What changes in practical terms?

Costs associated with the dismantling of installations and/or site restoration:

  • must be capitalised as part of the asset’s cost at the time the obligation is incurred,
  • rather than, as was previously common practice, at the time the expenditure is actually incurred.

Where a legal or contractual obligation exists, a provision for risks and charges is recognised in accordance with OIC 31, with a corresponding increase in the carrying amount of the asset pursuant to OIC 16. This updated value is then depreciated systematically over the asset’s useful life.

Which costs are involved?

  • Dismantling of installations;
  • Site restoration (e.g. land covering, remediation works).

Underlying rationale: two levels of information

The new approach is designed to provide:

  1. Comprehensive balance sheet information, whereby the total cost of an investment also incorporates future decommissioning obligations;
  2. Consistent performance information, as costs are depreciated over the asset’s useful life, enhancing comparability and ensuring a more faithful representation of results.

Civil law framework

Under the revised wording of OIC 16, the cost of tangible fixed assets may include:

  • initial costs incurred for the acquisition or construction of the asset;
  • estimated costs necessary for dismantling and removing the asset and restoring the site, provided that such obligations arise from laws, contracts, agreements or concessions.

These costs must be estimated on a forward-looking basis and discounted where relevant. They are recognised in the carrying amount of the asset and contribute to determining the related depreciation schedule. From a documentation perspective, a sworn technical expert report represents the appropriate instrument to substantiate both the amount and the nature of the provision, as well as to safeguard the company in the event of audits.

The objective of the OIC intervention is to align Italian accounting practice with international standards (IAS 16 and IFRIC 1), ensuring an economically accurate and transparent representation of future obligations associated with asset decommissioning.

Tax implications

From a tax perspective, the initial capitalisation of future costs allows for deduction on an accrual basis pursuant to Article 109, paragraphs 1 and 2(b), of the Italian Income Tax Code (TUIR), which provides that negative income components are deductible when recognised in the income statement for the relevant financial year.

This approach was confirmed by the Italian Revenue Agency in Ruling No. 272/2022, which acknowledges that dismantling costs recognised from the outset as part of the asset’s value may be depreciated and deducted in accordance with standard tax depreciation rates, even if the related expenditure has not yet been incurred in financial terms.

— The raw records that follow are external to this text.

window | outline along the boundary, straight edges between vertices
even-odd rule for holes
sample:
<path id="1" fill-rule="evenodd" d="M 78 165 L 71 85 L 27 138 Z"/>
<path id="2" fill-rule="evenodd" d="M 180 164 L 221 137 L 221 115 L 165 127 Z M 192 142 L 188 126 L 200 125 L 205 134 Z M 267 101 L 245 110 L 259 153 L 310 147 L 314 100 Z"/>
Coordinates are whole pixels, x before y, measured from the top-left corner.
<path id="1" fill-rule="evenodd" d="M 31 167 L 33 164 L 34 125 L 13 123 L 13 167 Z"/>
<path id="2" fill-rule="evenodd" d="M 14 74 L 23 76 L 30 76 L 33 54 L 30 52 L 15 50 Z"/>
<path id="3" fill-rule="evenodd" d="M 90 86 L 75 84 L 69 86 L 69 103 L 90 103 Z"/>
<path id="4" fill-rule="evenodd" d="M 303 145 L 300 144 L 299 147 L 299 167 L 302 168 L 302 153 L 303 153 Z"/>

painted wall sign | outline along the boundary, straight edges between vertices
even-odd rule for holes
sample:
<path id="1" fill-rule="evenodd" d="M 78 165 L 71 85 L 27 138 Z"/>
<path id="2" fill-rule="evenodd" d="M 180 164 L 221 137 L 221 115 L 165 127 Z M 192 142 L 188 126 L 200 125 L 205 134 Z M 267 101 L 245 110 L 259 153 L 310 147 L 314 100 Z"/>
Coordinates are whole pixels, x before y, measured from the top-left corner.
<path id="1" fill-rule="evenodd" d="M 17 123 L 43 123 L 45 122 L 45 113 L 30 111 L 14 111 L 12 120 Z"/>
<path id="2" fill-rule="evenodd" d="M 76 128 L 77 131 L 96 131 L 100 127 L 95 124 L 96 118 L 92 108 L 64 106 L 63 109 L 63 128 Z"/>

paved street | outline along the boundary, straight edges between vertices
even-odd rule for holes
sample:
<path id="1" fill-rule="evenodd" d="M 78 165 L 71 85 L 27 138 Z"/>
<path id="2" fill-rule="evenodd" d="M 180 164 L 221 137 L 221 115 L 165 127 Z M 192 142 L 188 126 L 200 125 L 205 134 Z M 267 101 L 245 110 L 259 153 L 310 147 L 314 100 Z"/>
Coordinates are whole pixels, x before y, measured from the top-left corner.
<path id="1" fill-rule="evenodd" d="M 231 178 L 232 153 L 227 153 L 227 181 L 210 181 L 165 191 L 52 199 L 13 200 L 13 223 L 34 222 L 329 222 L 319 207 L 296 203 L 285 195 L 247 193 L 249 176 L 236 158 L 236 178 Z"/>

This marks a significant turning point: whereas in the past such costs were generally deductible only when actually incurred—resulting in deferred negative impacts—it is now possible to anticipate their tax recognition, generating a positive effect on deferred taxation and cash flow.

However, the following conditions must be met:

  • the accounting recognition must be properly substantiated and documented;
  • a certain and current legal obligation to incur the cost must exist;
  • the economic estimate must be objective, reasonable and supported by an expert report.